Thinking is preserved across tool-loop rounds. When the AI calls a tool and then continues generating, the thinking from each round is kept in the conversation history:

Round 1: AI thinks → calls tool
    ├── AIThinkingPart(thinking="I need to look up...")
    └── AIToolCallPart(name="search", ...)

Tool executes → result appended

Round 2: AI thinks → generates answer
    ├── AIThinkingPart(thinking="Based on the results...")
    └── AITextPart(text="Here's what I found...")

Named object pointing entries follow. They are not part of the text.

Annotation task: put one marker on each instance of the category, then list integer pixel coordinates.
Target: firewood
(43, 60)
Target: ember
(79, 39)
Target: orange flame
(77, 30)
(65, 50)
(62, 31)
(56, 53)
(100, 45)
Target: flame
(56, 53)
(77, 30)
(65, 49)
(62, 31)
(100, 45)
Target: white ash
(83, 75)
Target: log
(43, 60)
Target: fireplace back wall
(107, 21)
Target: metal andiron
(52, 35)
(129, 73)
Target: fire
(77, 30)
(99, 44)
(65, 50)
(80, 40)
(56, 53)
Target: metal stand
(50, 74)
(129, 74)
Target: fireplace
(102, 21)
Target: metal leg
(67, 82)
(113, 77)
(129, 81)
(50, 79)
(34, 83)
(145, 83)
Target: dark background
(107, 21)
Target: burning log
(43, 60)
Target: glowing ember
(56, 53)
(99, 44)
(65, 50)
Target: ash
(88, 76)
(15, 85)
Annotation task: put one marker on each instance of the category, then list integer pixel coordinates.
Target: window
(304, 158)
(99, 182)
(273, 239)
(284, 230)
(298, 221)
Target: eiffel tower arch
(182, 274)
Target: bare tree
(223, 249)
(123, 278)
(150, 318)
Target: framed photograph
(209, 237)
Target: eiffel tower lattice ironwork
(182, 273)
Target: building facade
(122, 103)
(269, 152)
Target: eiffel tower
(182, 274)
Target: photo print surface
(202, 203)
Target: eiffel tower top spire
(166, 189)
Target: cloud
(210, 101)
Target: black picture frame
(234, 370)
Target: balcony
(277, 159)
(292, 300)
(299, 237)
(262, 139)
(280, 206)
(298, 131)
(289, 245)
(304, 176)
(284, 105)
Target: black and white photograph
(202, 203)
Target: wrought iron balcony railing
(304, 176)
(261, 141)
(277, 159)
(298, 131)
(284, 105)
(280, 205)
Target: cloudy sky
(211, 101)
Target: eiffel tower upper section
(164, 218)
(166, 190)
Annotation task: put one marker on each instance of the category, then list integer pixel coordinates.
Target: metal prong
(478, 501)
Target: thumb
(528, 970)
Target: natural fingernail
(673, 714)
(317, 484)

This ensures the model has full context of its prior reasoning when generating follow-up responses.

Data model

AIThinkingPart

Represents a thinking block in conversation history:

from roomkit import AIThinkingPart

part = AIThinkingPart(
    thinking="Let me reason step by step...",
    signature="abc123",  # Optional, used by Anthropic for round-trip
)

StreamThinkingDelta

A streaming event for thinking content:

from roomkit import StreamThinkingDelta

delta = StreamThinkingDelta(thinking="Step 1: Consider...")

AIResponse fields

Field Type Description
thinking str \| None Accumulated thinking text
thinking_signature str \| None Provider-specific signature (Anthropic)

AIContext field

Field Type Description
thinking_budget int \| None Token budget for reasoning

Testing

Use MockAIProvider with AIResponse that includes thinking content:

from roomkit import AIChannel, MockAIProvider
from roomkit.providers.ai.base import AIResponse

provider = MockAIProvider(
    ai_responses=[
        AIResponse(
            content="The answer is 42.",
            thinking="Let me reason about this...",
            finish_reason="stop",
            usage={"prompt_tokens": 20, "completion_tokens": 15},
        ),
    ],
    streaming=True,
)

ai = AIChannel("ai", provider=provider, thinking_budget=8192)

When streaming=True, MockAIProvider.generate_structured_stream() yields StreamThinkingDelta before StreamTextDelta, matching the real provider behavior.

Example

See examples/ai_thinking.py for a runnable demo showing thinking with AIChannel and per-room configuration.